Directory
- Data structure (red-black tree)
-
- red and black rules
- Red-black tree adding node rules
- set set
- summary
-
- HashSet
- Three problems with HashSet
- LinkedHashSet
-
- summary
- TreeSet
-
- TreeSet collection default rules
- Sorting rules (first sorting method)
- Method 2
-
- practise
- Xiaolian
- Summarize
- Summary: How to choose when using collections
Data structure (red-black tree)
Red and black rules
The descendant node is, for example, 13 root nodes. 8 below 13 and 17 above are descendant leaf nodes
A simple path is a simple path, for example, from 13 to 8 to 11 to nil. But if 13 to 8 appears, then 8, then 13, then 13 to 8, this is not a simple path
Add node rules to red-black tree
set collection
public static void main(String[] args) {<!-- -->
Set<String>s=new HashSet<>();
s.add("Zhang San");
s.add("Li Si");
s.add("王五");
s.add("Lao Liu");
//Added elements cannot be repeated. If repeated, no result will be printed.

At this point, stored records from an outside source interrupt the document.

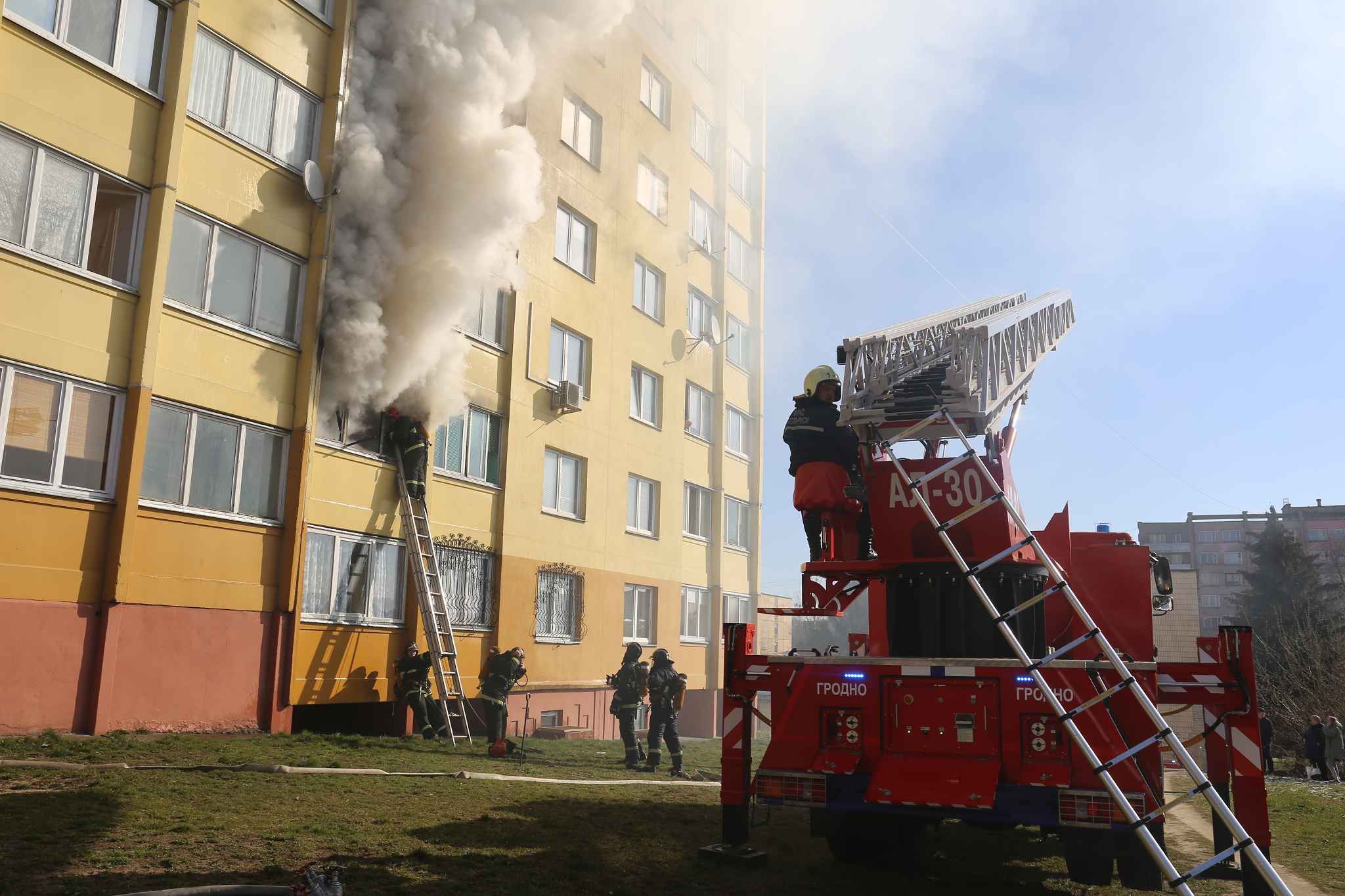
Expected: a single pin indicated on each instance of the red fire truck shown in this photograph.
(1003, 676)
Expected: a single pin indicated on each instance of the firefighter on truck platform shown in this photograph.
(667, 689)
(630, 683)
(499, 675)
(822, 457)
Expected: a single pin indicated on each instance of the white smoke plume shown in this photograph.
(436, 191)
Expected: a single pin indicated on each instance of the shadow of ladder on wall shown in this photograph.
(433, 606)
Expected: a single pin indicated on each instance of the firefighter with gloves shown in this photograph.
(630, 681)
(413, 675)
(667, 689)
(412, 441)
(499, 675)
(822, 457)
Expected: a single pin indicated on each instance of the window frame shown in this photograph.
(705, 606)
(649, 74)
(740, 161)
(648, 171)
(743, 336)
(68, 386)
(709, 414)
(658, 395)
(188, 457)
(580, 476)
(730, 413)
(698, 120)
(590, 246)
(466, 417)
(634, 593)
(744, 522)
(585, 355)
(62, 26)
(636, 481)
(231, 92)
(595, 133)
(642, 269)
(351, 618)
(33, 207)
(263, 246)
(705, 503)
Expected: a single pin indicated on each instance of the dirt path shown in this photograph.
(1189, 830)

//Details: add has a return value. It will first determine whether this element has been added.
//Print
Iterator<String> iterator = s.iterator();
while (iterator.hasNext()){<!-- -->
iterator.next();
}
System.out.println(s);//[Zhang San, Li Si, Wang Wu, Lao Liu]
//Enhance for traversal
for (String s1 : s) {<!-- -->
System.out.print(s1);//Zhang San Li Si Wang Wu Lao Liu
}
System.out.print("______________");
//lambda expression
s.forEach(new Consumer<String>() {<!-- -->
@Override
public void accept(String s2) {<!-- -->
System.out.print(s2);
}
});
//lambda simplified
s.forEach(s3-> System.out.print(s3));
}
Summary
Simple memory: hash: messy->disordered; linked: chain->ordered; tree: tree->sortable
HashSet
Hash value: integer representation of the object
The probability of a hash collision is so small that it can be ignored.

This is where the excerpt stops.